I am going to start a new campaign for OSE in about a month and I have begun talking with some of the potential players. They are starting to have “ideas” for characters, and wanted to begin writing backgrounds. Normally this would not be a big deal, in fact, in the past I use to offer my students bonus XP for having a background. I had rules, that it could not be over 500 words, it could not use trite, overused troupes like; your parents were killed in a raid, you are an orphan, you are searching for a lost relative, or you are seeking vengeance on the man that harmed you in the past. The grammar had to be good, and it was to be treated as an assignment you would turn into a professor, but was completely optional.
|Have to take a honest look at my mistakes.|
The last campaign was supposed to be a pure dungeon crawl sandbox (for reference Morgansfort), but it ended up being a sandbox that started to take a narrative life of its own. I started to add portions of the character’s backgrounds into the overall world, and I started to tie characters together. This actually led to me changing my style of campaign as things happened. I grew attached to the characters that the players had, and I liked the stories that were being produced. I found myself taking it easier on the characters, and even fudging a few things here and there, because I wanted the stories to continue in a certain way.

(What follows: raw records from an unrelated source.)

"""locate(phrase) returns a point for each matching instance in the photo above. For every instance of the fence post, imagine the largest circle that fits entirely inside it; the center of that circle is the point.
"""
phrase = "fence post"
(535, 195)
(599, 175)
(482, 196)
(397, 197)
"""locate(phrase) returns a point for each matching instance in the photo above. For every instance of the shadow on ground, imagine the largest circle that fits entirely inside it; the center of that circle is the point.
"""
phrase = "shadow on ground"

As time progressed, the sandbox became less and less open, and I started to have a “vision” for how the game should go. The focus became my vision, and less about the player’s desire of the game. I even got so possessed with my own genius that I switched editions mid-campaign. I went from a BECMI to 2nd Edition because it had mechanics I wanted in the game. This through my game for a loop, and just as they were getting the BECMI rules down, I went and upset the applecart. This was generally hubris, and I did not see the cracks forming in the foundation when many of these changes happened. Eventually, I wrote an article about how I did not know how to end the campaign which can be found here. Little did I know, I would not get to that point in the game.

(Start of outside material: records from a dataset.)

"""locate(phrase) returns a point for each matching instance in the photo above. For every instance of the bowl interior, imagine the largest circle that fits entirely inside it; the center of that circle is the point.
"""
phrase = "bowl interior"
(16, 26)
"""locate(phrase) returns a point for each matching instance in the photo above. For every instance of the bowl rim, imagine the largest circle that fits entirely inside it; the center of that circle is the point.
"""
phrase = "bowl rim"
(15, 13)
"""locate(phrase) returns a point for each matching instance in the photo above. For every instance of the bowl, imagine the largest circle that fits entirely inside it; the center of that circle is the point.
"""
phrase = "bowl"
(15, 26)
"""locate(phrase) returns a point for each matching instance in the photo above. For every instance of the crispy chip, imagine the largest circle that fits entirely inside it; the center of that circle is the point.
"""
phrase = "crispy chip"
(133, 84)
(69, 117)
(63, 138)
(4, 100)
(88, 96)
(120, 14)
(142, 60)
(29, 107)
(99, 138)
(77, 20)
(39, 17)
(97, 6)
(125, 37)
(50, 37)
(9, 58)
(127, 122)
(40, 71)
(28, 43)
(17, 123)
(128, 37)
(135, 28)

|Should have kept it simple.|
The game collapsed with in-fighting and a general toxic feel to the game. I got the people so invested in their personal story, that they did not see themselves as part of a group anymore. I had tried to snake plotlines into the game that set the group at odds with one another, trusting that they would take the narrative option to form together and defeat evil. This did not happen, many paid lip service to the party, while plotting the doom of other PCs. The game ended when players got so upset over each other’s actions, that they either tried to get themselves killed to leave the game, or try to kill other players. It was a mess, and an absolute failure as a DM. When the campaign was simply about going into dungeons and getting treasure it was fine, but eight players seeing themselves as the main protagonist in a larger narrative ruined the game, and I fed that notion.

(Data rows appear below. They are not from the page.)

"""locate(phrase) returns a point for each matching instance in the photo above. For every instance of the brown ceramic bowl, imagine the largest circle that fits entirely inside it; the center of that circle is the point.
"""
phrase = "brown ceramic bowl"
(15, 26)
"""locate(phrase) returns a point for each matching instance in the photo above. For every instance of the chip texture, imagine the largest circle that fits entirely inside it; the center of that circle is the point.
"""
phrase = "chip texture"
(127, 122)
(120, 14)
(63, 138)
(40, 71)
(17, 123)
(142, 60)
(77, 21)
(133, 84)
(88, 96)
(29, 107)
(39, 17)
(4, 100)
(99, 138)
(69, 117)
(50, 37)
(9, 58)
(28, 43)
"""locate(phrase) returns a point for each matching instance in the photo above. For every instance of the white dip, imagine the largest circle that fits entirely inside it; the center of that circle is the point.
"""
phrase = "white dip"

|Actual picture of my campaign.|
With DM’ing, as with most things in life, it is important to look at your failures as well as your successes. I ran half a year’s campaign that was prosperous and focused, then I changed the focus mid-stream, assuming I was amazing enough to counter ANYTHING that could come up and I was wrong. I allowed players to get far to invested in their characters, to the point that they took things personally. I allowed some toxic behavior at the table, assuming that I could mitigate it with time. I thought myself immune to the mistakes a younger DM could make, and in all my advance techniques forgot about some of the basics. Keep the game focused. Keep the game understandable. Correct toxic behavior immediately and firmly. Let the player’s decisions matter. Remember it is just a game.
Moving forward I am going to focus on getting back to the basics, literally. I will be using B2 Keep on the Borderland to introduce a new group of students to the wonderful world of D&D. First thing first, no backgrounds. I actually want less investment in the characters, because the characters are disposable. We will forge the narrative of the characters as we go. Also, they will likely die, but the group will go on. Emphasizing the success of the group will be the most important feature. Keep the sandbox an actual sandbox and allow the players to dictate what direction the game is going to go in. Do not switch the game mechanics mid-stream. That does not mean I cannot house rule or modify, but the core mechanics should not change. Do not get cocky and realize that you might need to re-examine the campaign at regular intervals to see what is going on and make sure that you are on the path that is good for everyone. No “world-ending” events, play should consist of a local area, and a localized threat.
|Going back to the beginning.|
It is easy to write and discuss the victories of you DM’ing career, it is actually quite hard to take a look and realize that you did not do as well as you could have done. It would be easy to turn this on the players and say that they did not do well, or they made certain decisions that drove the game in certain directions, but at the end of the day the buck stops with me. So I made some mistakes, I have hopefully learned from them. In my second year running the school campaign I will do better.